Be interested to see what other people say on this subject.
take care, Elinda x
I was diagnosed in July 07 and have had bone mets from day 1. Am used to having bone scans to check on them but had my first ever CT scan last month and first ever MRI last week (due to different backache and for baseline purposes).
There is a difference between all the scans and I checked with the radiographer to make sure I was correct. Her version was that the bone scan is to show any areas of increased activity in the bone, either due to mets or normal wear and tear, a CT shows up nodes in organs so are commonly used for liver/abdominal/lung queries, and a MRI is to see if there are any problems causing pain such as mis-shapen bone or swelling and whether that is pressing on anything -the spinal cord in my case. When I went for the MRI, the radiographer said they had instructions to scan 3 areas of my spine but they would do the whole spine as it would be quicker and easier because of the locations requiring investigation.
Hope this makes sense.
A thought Rozita, along the same lines as Elinda - could it be the start of a frozen shoulder? I had mx and full anc and had a lot of shoulder pain around the blade area. I mentioned it at a post-surgery checkup and was referred to physio as they suspected possible lymphoedema and frozen shoulder and that was what it turned out to be. I had physio for over a year and it did work in my case but I did have intensive therapy and my physio was brilliant.
Liz
That’s really interesting Liz, I wondered why they chose CT for one thing and MRI for another.
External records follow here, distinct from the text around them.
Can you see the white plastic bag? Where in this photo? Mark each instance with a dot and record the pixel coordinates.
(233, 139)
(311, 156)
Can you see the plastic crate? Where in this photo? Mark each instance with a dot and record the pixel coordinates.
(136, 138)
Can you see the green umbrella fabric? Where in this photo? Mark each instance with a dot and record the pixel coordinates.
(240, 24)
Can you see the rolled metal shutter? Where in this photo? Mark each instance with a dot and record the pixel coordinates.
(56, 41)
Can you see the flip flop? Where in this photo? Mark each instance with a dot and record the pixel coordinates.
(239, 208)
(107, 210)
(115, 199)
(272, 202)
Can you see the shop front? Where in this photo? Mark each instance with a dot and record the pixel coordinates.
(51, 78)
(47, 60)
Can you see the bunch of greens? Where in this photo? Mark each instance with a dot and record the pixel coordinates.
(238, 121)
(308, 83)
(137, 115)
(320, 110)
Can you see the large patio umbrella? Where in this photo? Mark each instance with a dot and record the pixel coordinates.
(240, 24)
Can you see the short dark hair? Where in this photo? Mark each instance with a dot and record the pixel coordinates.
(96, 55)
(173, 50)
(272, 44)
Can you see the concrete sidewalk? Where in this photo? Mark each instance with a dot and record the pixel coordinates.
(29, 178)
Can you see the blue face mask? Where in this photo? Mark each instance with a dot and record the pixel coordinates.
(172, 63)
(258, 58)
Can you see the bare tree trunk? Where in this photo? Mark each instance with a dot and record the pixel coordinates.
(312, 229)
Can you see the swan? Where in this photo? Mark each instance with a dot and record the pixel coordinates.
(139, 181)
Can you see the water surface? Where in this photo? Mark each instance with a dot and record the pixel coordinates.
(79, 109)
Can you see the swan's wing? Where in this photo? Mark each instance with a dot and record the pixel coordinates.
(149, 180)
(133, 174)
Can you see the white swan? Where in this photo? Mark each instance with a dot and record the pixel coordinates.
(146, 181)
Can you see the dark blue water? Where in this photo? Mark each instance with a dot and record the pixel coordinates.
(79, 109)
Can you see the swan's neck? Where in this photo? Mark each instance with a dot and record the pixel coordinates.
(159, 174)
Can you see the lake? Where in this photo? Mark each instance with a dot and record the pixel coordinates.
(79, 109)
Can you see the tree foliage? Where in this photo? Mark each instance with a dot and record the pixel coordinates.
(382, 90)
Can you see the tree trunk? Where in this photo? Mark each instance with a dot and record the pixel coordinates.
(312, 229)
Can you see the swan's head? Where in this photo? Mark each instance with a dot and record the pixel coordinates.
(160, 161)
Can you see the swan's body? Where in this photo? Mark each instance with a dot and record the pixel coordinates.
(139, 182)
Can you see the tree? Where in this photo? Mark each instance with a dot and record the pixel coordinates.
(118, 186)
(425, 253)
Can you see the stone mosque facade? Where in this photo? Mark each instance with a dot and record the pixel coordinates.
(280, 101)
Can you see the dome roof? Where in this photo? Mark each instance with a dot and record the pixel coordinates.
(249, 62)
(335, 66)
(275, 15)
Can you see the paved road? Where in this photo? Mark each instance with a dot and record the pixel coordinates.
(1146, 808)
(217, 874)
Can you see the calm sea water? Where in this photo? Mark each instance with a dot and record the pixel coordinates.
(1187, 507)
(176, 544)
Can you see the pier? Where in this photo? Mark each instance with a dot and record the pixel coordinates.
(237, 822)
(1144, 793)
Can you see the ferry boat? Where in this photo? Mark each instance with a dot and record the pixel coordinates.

Mine wasn’t frozen shoulder although I do know that can be a problem for some women. I think mine is a more long term problem and I have some weakness in that arm now too and the shoulder as a result of the surgery.
Rozita, perhaps it’s worth seeing your GP to see if you can have physio. (The route I went was to be referred to a rheumatologist who then suggested physio to my GP. I think it depends on the services in your area.)
Elinda,
I think it was because the bone scan I had at Xmas showed slight spread in my spine and I had to have a rads blast to 3 vertebrae. Onc arranged the CT partly as I’d never had one, partly to ensure the only spread was in bones and partly as a baseline scan for organs. That came back clear apart from the dodgy bone areas so was a huge relief.
I had the rads at the end of Jan and then a couple of weeks ago just before my post-rads checkup, my back went. Panic !!! I couldn’t get out of bed one morning so emailed onc’s secretary. Onc was on hols but her registrar advised me to go to docs and get strong painkillers and fax details through to them. The painkillers helped loads and I lasted til my appt. Saw the registrar and she arranged the MRI ‘to be on the safe side’ although she thought I’d just done too much and it was nothing sinister. My back has continued to improve so it looks like that was the case although I’m still being very careful. Get MRI results on Thurs but am sure they’ll be ok.
At least now I’ve almost had the full set!!!
Liz
Liz - it’s so easy to think the worst all the time but I think we have to trust the experience of the doctors too. We can also injure ourselves too which we sometimes forget I think!
Hi all thnx for your advice I had my MRI yestoday so hav told myself if it’s all clear I will try n stop myself from panicking n get on with my life. Trouble is they said it’s 2 t 3 weeks for Th results is this normal ??
Rozita xx
Hi Rozita
In my experience it is. This is usually because they like to discuss the MRI at the MDT and get different viewpoints on it. It does cause a delay but means you’ve got several experts looking at it.